If you look at other comics that came out that month, you can feel Jack’s absence. Daredevil had just started, which significantly Kirby was not drawing, and Bill Everett had taken 6 months to deliver the first issue, but even with need for a different artist clear, Kirby was still too busy and they asked Joe Orlando to do DD #2. Over in Strange Tales, the Human Torch was being drawn by..wait for it.... Carl Burgos ( .....wrong Torch, surely, you think?). Don Heck was doing Iron Man in TOS, and Dick Ayers (never really an artist, more an inker to my mind) had taken BOTH Giant Man in TTA and Sgt Fury off Jack’s hands.
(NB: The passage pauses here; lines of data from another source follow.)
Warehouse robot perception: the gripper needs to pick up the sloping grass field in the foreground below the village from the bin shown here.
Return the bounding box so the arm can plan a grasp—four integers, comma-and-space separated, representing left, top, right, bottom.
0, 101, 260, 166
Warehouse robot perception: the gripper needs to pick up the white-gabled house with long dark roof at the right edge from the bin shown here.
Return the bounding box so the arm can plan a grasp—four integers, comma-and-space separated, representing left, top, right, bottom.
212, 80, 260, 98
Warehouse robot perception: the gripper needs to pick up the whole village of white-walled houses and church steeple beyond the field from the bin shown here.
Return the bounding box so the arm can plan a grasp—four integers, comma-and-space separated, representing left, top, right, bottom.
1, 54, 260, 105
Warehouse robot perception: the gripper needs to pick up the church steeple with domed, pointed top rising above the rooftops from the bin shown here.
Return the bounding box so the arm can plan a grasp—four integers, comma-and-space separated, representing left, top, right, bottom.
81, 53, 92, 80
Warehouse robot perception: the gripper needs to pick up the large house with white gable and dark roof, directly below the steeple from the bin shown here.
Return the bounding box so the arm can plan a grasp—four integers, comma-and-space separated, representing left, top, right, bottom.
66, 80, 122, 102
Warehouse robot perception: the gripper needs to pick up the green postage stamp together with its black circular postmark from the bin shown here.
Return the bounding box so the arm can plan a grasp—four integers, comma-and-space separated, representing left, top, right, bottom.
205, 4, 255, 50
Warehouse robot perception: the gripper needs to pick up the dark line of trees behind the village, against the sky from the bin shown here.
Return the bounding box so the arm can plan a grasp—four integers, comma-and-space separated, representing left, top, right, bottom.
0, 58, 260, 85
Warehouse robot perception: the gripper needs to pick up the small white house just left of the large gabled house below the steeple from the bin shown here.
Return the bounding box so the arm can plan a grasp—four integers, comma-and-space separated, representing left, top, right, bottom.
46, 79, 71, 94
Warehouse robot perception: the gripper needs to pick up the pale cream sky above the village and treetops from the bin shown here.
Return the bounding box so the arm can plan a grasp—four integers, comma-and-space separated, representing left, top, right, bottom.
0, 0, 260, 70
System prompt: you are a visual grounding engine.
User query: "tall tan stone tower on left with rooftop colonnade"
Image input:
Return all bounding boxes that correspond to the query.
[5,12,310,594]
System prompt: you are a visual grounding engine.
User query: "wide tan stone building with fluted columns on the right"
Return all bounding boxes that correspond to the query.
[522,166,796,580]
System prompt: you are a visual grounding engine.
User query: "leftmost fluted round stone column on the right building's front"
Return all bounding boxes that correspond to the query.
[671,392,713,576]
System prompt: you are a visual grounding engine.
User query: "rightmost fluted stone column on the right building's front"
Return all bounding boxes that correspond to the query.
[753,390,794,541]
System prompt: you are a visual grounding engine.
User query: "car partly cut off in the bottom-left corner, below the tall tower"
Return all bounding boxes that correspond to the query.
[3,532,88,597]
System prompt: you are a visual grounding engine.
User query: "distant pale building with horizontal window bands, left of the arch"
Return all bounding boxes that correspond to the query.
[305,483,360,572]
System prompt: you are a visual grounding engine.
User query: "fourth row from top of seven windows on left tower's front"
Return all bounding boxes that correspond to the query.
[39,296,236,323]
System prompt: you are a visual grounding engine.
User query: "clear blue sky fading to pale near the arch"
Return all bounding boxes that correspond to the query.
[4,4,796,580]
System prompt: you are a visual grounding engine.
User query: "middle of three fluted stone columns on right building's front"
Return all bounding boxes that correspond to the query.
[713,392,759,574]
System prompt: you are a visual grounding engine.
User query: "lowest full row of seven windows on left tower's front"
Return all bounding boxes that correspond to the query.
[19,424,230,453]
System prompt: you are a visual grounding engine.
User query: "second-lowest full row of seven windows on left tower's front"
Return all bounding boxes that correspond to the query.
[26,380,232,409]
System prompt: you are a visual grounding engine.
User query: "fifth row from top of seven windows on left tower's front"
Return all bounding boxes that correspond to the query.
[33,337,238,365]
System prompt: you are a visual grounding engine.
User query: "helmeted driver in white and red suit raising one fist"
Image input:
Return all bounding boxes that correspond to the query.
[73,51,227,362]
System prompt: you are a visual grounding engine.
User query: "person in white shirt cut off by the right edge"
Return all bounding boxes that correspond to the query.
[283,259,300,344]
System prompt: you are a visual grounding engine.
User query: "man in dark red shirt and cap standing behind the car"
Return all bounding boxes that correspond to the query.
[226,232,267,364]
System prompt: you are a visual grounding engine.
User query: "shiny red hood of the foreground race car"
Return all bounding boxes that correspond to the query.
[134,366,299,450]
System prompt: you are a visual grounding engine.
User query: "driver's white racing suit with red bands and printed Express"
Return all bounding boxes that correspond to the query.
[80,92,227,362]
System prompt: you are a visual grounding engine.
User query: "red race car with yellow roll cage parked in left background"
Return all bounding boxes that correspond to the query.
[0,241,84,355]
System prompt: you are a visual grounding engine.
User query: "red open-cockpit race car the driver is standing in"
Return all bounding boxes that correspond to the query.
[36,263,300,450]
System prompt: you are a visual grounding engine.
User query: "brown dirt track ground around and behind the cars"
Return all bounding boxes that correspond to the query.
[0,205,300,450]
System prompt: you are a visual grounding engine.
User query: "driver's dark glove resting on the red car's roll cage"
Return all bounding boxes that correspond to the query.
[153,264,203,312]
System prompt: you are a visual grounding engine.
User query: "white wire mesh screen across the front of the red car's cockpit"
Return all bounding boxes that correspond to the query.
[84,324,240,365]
Considering that when he & Stan sat down to do FF#1, he didn’t know where his next job was coming from, they certainly had some impact, those boys.


Fred W. Hill said...

While Stan & Jack weren't quite at their peak yet, this was still a fun issue -- essentially the sort that Marvel's younger fans were sure to enjoy just for all those characters, 9 superheroes, one mad man-monster and Rick Jones, in a free-for-all, tripping over one another, with Kirby action and visual gags and Lee's verbal bombast. The FF cover wasn't one of Kirby's best, but I still like it for being unique and getting all 11 stars of the story in it, even if Kirby was doing a twist on his previous cover (and, ahem, somewhat aping King Kong posters). The amount of work Kirby put in at Marvel in those days is amazing, with not only several regular titles, but also most of the covers, many layouts and fill-in jobs. His work did get much better and far more detailed when he was working on fewer mags just two years later but from the get-go he was re-earning his monicker "the King" over and over again.
Anyone else think all that pill-popping by Hank & the Hulk may have had some psychological side-effects? Maybe that explains why Banner quit using them to control his Hulk-outs and Hank's later mental breakdowns.

Anthony said...

I think Fred qualifies for a No-Prize for explaining the discontinued use of the anti-gamma ray pill. Bronze Age rules for winning a No-Prize required someone to not only point out a writer's mistake but to come up with a plausible reason why it wasn't actually a mistake.

Rip Jagger said...

These are some dandy action-filled covers, but artistic license is pretty well in force. The skyscaper the Avengers and the FF battle on against the Hulk is pretty tiny, but it doesn't glare at you.

That isn't the case with the Rawhide Kid cover. That guy hanging out the window must've gotten hold of proto-Pym particles or that's perhaps the set from "Terror of Tiny Town".

All that said, this bust up is one of the great fights in all of Marvel. I prefer the Avengers #3 frolic, but this one has the Thing and that's not bad at all.